Pipeline

Four-phase workflow from paper collection to statistical analysis

The pipeline is designed to be reproducible: a fixed random seed is used at the sampling stage, all API calls are logged, and manual coding is interruptible and resumable.

Phase 0 — Paper Collection

Goal: Assemble a stratified random sample of ~300–400 papers drawn across venues that represent fields with different publication velocities.

Steps:

  1. Build paper lists per venue (open-access APIs where available; manual collection for paywalled venues)
  2. Draw a reproducible stratified random sample — sampling_tracker.py
  3. Download PDFs — batch_download.py handles open-access sources; a manual download guide is generated for paywalled content

Outputs:

  • data/output/sample_tracking.csv — master file with download status for every sampled paper
  • data/pdfs/<venue>/ — PDFs organised by venue

Quick start:

python phase_0_collection/QUICKSTART_COLLECTION.py

Phase 1 — Automated Processing

Goal: Extract citations from every PDF, verify them, and produce a pre-populated coding template.

For each PDF:

  1. Extract plain text (PyPDF2)
  2. Locate and parse the reference list
  3. Query each citation against CrossRef — low relevance scores flag potential hallucinations
  4. Score surrounding context with GPTZero — high AI-probability reinforces the flag
  5. Write results to output CSVs

Usage:

from phase_1_automated.phase1_automated_processing import process_batch
from pathlib import Path

process_batch(
    pdf_directory=Path("data/pdfs/venue_name"),
    domain="FieldName",
    venue="Venue Year",
    year=2024,
)

Outputs:

  • data/output/paper_metadata.csv
  • data/output/citations_extracted.csv
  • data/output/hallucination_coding.csv ← pre-populated template for Phase 2

Token budget: approximately 2,500 GPTZero tokens per paper.


Phase 2 — Manual Coding

Goal: Apply the expert coding scheme to flagged citations and to the key authors of each affected paper.

Two coding tasks run in parallel:

2A — Author Expertise (~20 min / paper)

For each paper with at least one flagged citation:

  1. Identify the two key authors (first + corresponding)
  2. Locate their publication record (Google Scholar or institutional profile)
  3. Note their primary domain(s) and five most-cited papers
  4. Assign Expertise_Match: 0 Core · 1 Adjacent · 2 Distant

2B — Citation Characteristics (~5 min / citation)

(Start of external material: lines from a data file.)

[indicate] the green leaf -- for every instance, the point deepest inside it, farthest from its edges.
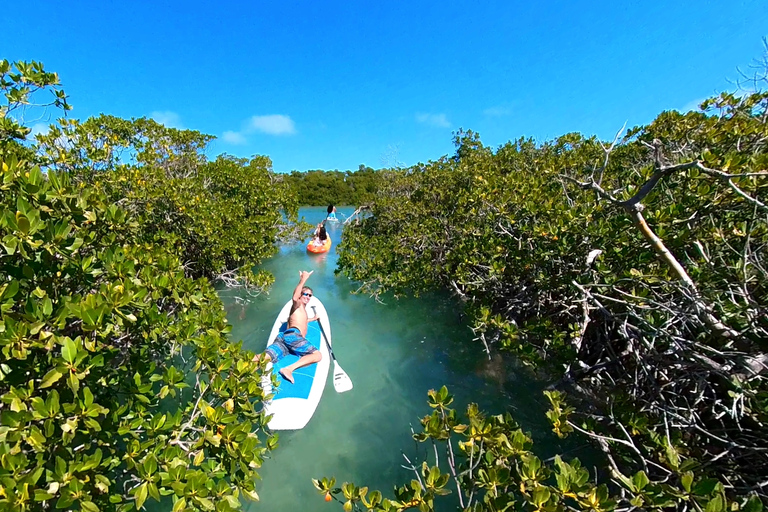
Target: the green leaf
(50, 378)
(716, 504)
(69, 350)
(141, 495)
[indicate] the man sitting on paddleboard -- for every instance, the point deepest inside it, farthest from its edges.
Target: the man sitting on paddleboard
(293, 339)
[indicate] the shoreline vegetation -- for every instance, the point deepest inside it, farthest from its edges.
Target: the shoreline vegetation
(633, 270)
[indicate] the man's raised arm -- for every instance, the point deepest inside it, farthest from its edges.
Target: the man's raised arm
(303, 276)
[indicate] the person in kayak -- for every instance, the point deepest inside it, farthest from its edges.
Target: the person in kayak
(321, 235)
(293, 339)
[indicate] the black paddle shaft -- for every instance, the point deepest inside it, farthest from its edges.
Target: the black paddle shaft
(330, 350)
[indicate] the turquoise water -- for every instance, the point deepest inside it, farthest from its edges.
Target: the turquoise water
(394, 352)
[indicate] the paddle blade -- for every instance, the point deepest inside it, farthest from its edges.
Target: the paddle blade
(341, 381)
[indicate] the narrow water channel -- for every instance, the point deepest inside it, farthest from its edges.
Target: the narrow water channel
(394, 352)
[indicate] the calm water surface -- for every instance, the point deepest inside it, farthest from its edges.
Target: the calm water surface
(394, 353)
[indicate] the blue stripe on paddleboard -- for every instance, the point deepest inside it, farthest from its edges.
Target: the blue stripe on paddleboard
(303, 377)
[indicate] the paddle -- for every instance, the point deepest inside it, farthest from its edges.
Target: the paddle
(341, 381)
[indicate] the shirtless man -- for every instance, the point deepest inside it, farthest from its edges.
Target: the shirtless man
(293, 340)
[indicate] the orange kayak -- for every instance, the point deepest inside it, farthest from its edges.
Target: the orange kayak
(311, 247)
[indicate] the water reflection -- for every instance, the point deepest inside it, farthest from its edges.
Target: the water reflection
(394, 352)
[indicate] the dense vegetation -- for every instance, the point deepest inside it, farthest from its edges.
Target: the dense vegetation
(633, 271)
(118, 381)
(317, 188)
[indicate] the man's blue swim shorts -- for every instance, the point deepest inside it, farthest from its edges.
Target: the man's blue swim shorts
(289, 342)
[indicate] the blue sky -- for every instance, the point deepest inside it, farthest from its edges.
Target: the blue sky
(332, 85)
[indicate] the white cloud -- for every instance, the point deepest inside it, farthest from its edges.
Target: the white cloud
(167, 118)
(236, 138)
(439, 120)
(273, 125)
(499, 111)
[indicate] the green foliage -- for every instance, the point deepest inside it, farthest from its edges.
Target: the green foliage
(118, 382)
(99, 337)
(21, 83)
(317, 188)
(220, 217)
(489, 462)
(633, 269)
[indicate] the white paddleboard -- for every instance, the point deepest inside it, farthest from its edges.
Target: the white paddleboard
(293, 404)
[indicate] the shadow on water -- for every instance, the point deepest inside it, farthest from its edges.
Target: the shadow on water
(394, 353)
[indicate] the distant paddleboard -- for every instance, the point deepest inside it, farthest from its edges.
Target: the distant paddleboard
(292, 405)
(311, 247)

For each flagged citation:

  1. Classify Citation_Domain — standardised domain list (see Codebook)
  2. Assign Citation_Role — Background / Methods / Related Work / Empirical / Theoretical
  3. Distance_from_Paper and Recency_Category are auto-calculated

Interactive interface:

from phase_2_coding.phase2_manual_coding import interactive_coding_session
interactive_coding_session()

Estimated total effort: ~48–58 hours assuming a ~30% hallucination rate and ~1.5 flagged citations per affected paper.


Phase 3 — Statistical Analysis

Goal: Test the three pre-registered research questions and generate visualisations.

RQ Test Variables
RQ1 (Expertise) Logistic regression / chi-square Expertise_Match × Is_Hallucinated
RQ2 (Velocity) ANOVA / Kruskal-Wallis Domain bucket × hallucination rate
RQ3 (Location) Chi-square Section_Location × Is_Hallucinated

Usage:

from phase_3_analysis.phase3_analysis import HallucinationAnalyzer
HallucinationAnalyzer().run_full_analysis()

Outputs: test statistics printed to console; figures saved to data/output/figures/:

  • hallucinations_by_domain.png
  • expertise_distance.png
  • recency_distribution.png
  • section_location.png

Reliability

After completing the full coding pass, re-code a random 10% subsample (blind to original codes) to assess intra-rater reliability. Report Cohen’s κ for Expertise_Match and Citation_Role in the final write-up.